股関節を内外転中間位と外転位で股関節伸展角度を比較し、
股関節外転位での股関節伸展角度が大きい(股関節内外転中間位での伸展角度が小さい)→大腿筋膜張筋が制限因子
となることが考えられます。
膝関節屈伸の影響を考慮することで、二関節筋である大腿直筋が制限因子になるかを考えることができます。
膝関節伸展位と屈曲位で股関節伸展角度を比較し、
膝関節伸展位での股関節伸展角度が大きい(膝関節屈曲位での伸展角度が小さい)→大腿直筋が制限因子
となることが考えられます。
股関節内転内旋位、股関節内転外旋位での股関節伸展角度の違いをみることで、伸展制限の理由が大腿筋膜張筋によるものか、縫工筋によるものかを考える資料になります。

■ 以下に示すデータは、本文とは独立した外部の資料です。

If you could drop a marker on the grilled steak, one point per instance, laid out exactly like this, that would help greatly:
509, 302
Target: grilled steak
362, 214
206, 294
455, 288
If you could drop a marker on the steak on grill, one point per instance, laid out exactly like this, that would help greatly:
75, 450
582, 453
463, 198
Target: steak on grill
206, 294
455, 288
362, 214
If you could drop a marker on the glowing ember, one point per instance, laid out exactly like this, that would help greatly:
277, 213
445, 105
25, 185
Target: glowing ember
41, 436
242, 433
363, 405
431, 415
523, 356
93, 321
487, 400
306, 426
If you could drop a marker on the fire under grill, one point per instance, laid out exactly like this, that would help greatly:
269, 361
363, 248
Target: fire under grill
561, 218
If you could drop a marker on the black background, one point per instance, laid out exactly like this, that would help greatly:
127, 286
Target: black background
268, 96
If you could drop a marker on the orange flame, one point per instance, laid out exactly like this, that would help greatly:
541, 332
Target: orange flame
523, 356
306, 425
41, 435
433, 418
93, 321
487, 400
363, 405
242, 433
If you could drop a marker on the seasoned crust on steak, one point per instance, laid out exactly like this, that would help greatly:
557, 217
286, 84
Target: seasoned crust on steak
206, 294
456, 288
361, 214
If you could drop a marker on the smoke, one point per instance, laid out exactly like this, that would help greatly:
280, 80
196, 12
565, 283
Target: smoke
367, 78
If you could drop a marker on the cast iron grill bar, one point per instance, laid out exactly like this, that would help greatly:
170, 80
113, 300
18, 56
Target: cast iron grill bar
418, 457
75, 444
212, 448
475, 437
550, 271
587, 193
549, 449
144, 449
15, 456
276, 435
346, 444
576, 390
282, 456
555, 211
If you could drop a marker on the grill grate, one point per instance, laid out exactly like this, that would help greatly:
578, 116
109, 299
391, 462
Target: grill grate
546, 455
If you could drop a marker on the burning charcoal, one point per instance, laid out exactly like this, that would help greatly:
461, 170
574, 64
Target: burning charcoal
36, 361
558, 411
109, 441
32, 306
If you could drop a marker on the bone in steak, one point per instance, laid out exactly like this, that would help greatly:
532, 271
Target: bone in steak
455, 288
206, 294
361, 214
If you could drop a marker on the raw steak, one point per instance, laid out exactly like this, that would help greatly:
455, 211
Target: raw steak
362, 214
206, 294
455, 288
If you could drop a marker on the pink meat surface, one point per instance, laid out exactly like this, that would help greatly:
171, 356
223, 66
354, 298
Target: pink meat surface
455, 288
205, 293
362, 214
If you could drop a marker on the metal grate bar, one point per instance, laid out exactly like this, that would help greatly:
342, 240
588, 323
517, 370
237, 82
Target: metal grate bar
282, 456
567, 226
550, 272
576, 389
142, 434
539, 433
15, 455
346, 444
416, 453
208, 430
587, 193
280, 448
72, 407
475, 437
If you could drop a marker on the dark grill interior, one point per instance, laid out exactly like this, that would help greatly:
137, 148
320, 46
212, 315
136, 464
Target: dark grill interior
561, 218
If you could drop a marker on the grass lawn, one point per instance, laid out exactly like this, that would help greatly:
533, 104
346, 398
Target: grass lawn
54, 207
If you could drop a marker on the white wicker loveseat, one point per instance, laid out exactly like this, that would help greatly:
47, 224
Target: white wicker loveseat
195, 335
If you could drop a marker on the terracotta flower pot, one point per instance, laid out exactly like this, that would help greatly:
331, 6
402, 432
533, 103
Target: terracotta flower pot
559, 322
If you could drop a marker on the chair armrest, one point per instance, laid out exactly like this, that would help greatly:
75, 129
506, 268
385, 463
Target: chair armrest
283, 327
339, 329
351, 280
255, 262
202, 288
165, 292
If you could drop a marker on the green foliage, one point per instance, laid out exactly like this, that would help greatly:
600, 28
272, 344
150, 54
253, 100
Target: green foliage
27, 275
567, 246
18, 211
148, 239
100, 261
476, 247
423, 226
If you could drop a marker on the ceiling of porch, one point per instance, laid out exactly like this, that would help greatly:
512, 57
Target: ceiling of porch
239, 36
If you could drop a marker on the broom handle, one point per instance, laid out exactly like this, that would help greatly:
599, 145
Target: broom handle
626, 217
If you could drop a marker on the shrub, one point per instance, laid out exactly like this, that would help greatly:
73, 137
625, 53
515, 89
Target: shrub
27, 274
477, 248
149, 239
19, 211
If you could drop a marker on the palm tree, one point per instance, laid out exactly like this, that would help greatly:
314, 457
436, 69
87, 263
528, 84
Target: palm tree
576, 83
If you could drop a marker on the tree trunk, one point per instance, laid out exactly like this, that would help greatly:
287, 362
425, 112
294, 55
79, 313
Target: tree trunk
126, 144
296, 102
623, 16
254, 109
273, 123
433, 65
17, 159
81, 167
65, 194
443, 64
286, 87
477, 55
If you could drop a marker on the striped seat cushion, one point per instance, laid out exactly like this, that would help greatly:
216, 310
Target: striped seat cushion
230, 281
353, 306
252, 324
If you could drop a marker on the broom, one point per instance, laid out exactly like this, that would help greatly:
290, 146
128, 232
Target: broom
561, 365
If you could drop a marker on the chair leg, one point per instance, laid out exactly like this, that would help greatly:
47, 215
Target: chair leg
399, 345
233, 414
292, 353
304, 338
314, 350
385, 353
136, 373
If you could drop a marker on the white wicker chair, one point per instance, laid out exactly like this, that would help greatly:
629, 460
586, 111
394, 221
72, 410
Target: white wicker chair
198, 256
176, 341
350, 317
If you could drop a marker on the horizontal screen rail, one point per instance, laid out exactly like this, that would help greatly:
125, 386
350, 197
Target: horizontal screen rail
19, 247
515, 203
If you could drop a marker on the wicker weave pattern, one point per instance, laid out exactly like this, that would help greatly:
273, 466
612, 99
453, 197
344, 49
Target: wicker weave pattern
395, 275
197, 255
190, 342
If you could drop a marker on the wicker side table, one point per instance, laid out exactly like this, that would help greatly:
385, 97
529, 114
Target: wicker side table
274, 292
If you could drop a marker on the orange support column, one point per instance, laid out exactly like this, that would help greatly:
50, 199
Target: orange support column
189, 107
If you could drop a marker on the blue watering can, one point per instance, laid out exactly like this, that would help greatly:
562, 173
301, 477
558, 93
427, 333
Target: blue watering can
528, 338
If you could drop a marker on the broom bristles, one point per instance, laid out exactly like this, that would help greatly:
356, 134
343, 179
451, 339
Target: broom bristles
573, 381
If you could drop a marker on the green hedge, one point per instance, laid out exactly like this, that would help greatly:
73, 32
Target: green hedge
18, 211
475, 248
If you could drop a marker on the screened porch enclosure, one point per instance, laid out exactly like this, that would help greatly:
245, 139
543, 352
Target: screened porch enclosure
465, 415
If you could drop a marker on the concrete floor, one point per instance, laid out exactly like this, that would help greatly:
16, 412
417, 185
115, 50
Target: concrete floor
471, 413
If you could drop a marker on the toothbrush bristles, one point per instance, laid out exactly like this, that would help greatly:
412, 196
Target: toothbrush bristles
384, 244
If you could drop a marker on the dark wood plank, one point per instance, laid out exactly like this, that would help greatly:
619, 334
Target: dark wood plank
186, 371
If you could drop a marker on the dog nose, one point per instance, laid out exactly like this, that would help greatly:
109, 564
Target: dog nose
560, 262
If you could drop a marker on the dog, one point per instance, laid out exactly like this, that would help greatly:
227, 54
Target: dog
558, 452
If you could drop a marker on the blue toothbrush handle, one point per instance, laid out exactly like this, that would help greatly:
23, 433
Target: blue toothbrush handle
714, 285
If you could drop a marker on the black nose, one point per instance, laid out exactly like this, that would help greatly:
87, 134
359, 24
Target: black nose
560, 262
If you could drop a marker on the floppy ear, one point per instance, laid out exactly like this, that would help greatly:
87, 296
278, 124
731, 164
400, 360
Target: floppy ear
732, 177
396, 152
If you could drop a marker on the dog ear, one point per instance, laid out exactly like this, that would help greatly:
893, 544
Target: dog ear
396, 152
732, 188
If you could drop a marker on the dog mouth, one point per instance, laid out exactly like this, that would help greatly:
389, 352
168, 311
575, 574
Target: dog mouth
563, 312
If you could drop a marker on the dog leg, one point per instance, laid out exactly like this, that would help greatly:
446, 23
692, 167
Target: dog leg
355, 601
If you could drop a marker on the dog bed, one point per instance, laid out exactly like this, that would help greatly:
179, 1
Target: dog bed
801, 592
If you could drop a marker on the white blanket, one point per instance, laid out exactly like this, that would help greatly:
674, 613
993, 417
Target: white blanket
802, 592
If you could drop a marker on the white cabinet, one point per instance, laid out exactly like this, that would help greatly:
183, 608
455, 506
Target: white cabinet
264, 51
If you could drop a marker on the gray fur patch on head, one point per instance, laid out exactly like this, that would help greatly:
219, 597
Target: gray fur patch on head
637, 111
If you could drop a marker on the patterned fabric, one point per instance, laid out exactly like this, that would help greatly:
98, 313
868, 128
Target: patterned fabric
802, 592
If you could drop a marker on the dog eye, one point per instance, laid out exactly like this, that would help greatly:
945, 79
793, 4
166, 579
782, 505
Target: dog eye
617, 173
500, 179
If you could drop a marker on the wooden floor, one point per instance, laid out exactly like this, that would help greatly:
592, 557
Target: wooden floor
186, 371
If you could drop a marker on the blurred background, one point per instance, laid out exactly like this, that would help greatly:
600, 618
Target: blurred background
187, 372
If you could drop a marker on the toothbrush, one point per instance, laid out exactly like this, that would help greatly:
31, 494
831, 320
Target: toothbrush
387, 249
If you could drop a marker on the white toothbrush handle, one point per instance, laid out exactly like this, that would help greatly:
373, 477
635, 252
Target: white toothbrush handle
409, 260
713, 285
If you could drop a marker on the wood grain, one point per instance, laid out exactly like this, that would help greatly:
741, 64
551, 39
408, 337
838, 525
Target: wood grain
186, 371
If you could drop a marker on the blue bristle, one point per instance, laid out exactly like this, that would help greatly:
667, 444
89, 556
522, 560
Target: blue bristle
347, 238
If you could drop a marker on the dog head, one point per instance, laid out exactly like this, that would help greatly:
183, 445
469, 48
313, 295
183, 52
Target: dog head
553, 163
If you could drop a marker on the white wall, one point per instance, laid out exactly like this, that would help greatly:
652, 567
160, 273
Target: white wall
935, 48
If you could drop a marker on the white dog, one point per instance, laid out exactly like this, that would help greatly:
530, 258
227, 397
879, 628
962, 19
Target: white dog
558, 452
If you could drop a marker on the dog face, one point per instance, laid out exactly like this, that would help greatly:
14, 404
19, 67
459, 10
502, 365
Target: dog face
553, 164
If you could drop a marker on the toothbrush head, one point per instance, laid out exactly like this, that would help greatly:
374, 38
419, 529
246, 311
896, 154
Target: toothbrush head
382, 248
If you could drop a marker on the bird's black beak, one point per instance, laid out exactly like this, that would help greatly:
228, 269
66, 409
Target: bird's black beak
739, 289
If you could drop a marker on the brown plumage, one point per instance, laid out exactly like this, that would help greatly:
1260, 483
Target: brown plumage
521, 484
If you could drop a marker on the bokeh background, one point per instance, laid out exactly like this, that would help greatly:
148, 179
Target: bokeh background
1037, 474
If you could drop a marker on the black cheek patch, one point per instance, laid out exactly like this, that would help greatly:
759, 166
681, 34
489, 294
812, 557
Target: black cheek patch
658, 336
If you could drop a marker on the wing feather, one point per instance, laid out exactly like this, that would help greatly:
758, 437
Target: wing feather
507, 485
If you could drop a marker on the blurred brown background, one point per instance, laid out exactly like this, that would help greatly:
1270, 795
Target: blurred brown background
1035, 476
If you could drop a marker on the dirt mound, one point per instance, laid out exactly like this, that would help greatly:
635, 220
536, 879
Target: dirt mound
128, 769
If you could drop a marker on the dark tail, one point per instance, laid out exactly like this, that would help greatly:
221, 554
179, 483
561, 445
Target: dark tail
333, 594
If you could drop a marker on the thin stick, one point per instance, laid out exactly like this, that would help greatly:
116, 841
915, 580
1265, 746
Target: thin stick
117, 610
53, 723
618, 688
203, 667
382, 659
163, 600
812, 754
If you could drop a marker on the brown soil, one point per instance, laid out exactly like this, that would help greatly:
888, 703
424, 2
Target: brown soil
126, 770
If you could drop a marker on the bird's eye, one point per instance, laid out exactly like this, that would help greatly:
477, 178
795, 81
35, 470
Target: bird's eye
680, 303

股関節内転内旋位での股関節伸展制限が大きい→縫工筋が制限因子
股関節内転外旋位での股関節伸展制限が大きい→大腿筋膜張筋が制限因子
となることが考えられます。
腸腰筋の短縮を評価するテストには、Thomasテストがあります。
Thomasテストは、検査側と反対側の股関節を最大屈曲させることで骨盤の代償運動を抑制させ、検査側の下肢が浮き上がるかどうかを確認する検査方法です。
検査側の下肢が浮き上がることは、股関節屈曲拘縮の存在を表しています。